Nigel Turner's HyperGUIDE to
the Mental Health Act
Supervised Discharge
Introduction to Supervised Discharge
Supervised Discharge is an arrangement created by the Mental Health (Patients in the Community) Act
1995. While Section 117
of the Mental Health Act requires health and social
services authorities to make aftercare arrangements for certain
people who have been detained under the longer Sections, it does
not require the person concerned to comply with any of those
arrangements. Supervised discharge, or "aftercare under
supervision", allows certain Requirments to be imposed
on the person who is discharged (who in the Act is called "the
patient"). Under these arrangements there is a named
"Supervisor" who is the lead person in overseeing the
Requirements. The overall purpose of an Application for
Supervised Discharge is that it is made "with a view to securing
that [the patient] receives the aftercare services provided ...
under Section 117".
Who can be made subject to Supervised Discharge?
Potentially anyone who is liable to be detained for treatment in
hospital under the Mental Health Act - generally those to whom
Section 117 applies - even if they are on
authorised leave under Section 17.
Conditions which must Apply to the Patient
The grounds for the Supervision Application are that:
- the patient has a least one of the four forms of mental disorder and
- there would be a substantial risk of serious harm to the
health or safety of the patient, or the safety of other persons,
or of the patient being seriously exploited, if she/he were not
to receive the aftercare services provided and
- being subject to supervised discharge is likely to help to
secure that the patient does actually receive the aftercare
services.
Requirements which can be Imposed on the Patient
- that the patient lives at a specified place
- that the patient attends at specified places and times for
the purpose of:
- medical treatment
- occupation
- education
- training.
- that the following people may be given access to the patient
at the place where he/she lives:
- the supervisor who is named in the application
- any doctor
- any Approved Social Worker
- any other person authorised by the supervisor.

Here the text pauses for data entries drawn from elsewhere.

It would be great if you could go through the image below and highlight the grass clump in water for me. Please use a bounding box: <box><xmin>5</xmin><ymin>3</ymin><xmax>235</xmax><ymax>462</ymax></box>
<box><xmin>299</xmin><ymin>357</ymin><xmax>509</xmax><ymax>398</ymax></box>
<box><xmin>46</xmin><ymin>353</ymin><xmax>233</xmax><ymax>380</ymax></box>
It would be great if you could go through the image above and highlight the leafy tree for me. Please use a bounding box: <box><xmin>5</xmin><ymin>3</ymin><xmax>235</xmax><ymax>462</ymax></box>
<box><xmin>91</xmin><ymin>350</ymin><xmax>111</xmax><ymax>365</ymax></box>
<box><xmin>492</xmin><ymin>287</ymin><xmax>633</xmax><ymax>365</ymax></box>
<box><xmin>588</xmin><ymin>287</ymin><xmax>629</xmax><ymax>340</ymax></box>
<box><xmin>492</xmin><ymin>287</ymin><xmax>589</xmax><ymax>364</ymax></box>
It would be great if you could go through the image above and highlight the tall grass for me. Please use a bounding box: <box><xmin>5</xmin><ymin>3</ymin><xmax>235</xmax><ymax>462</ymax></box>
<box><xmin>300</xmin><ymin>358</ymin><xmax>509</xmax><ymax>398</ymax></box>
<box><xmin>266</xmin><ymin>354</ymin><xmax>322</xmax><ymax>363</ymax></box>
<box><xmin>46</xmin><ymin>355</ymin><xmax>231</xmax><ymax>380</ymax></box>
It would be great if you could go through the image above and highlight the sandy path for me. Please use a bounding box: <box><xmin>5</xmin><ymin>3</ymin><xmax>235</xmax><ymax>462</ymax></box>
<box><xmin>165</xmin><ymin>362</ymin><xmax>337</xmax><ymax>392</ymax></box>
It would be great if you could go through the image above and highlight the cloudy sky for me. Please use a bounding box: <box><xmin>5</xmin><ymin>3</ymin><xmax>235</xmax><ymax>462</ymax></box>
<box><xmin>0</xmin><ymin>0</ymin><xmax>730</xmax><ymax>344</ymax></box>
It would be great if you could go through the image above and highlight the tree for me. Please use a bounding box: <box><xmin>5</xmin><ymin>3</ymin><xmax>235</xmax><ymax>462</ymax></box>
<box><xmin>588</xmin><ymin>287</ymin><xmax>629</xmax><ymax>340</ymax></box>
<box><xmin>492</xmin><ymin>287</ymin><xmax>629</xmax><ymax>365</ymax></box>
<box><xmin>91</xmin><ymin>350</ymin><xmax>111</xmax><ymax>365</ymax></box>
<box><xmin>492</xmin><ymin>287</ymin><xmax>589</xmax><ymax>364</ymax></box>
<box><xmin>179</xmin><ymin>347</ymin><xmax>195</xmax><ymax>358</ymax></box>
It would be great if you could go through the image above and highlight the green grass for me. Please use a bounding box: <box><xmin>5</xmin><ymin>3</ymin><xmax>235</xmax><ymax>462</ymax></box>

Although the person can be required to "attend for treatment",
medical or other treatment cannot be imposed.
This is similar to the effect of Guardianship, as are the requirements
generally which can be imposed.
Applications for Supervised Discharge
Applications for Supervised Discharge can only be made by the
Responsible Medical Officer, which is different from Applications for admission or Guardianship,
which are made by an Approved Social Worker or the Nearest
Relative. The Application is submitted to the Health Authority
which has (with others) the responsibility for providing
aftercare under Section 117. The Application must be based on 2
Recommendations.
Recommendations for Supervised Discharge
The two Recommendations required must be from:
- the doctor who will be professionally concerned with the
patient's medical treatment after the patient leaves hospital,
who is termed the Community Responsible Medical
Officer [CRMO]. If the RMO in hospital will also
be the CRMO on discharge, then the Recommendation has to be made
by any other doctor.
- an Approved Social Worker.
Information to Accompany the Application
The following information must be supplied with the
Application:
- a statement by the CRMO that he/she will be in charge of the
patient's medical treatment as part of the aftercare services
- a statement by the Supervisor that she/he "is to supervise
the patient with a view to securing that" the patient receives
the aftercare services
- details of the aftercare services
- details of any Requirements being imposed.
Appeals Against Supervised Discharge
Appeals can be made to the Mental
Health Review Tribunal. The Mental Health Act Managers have
no specific role in Supervised Discharge and no power to end it.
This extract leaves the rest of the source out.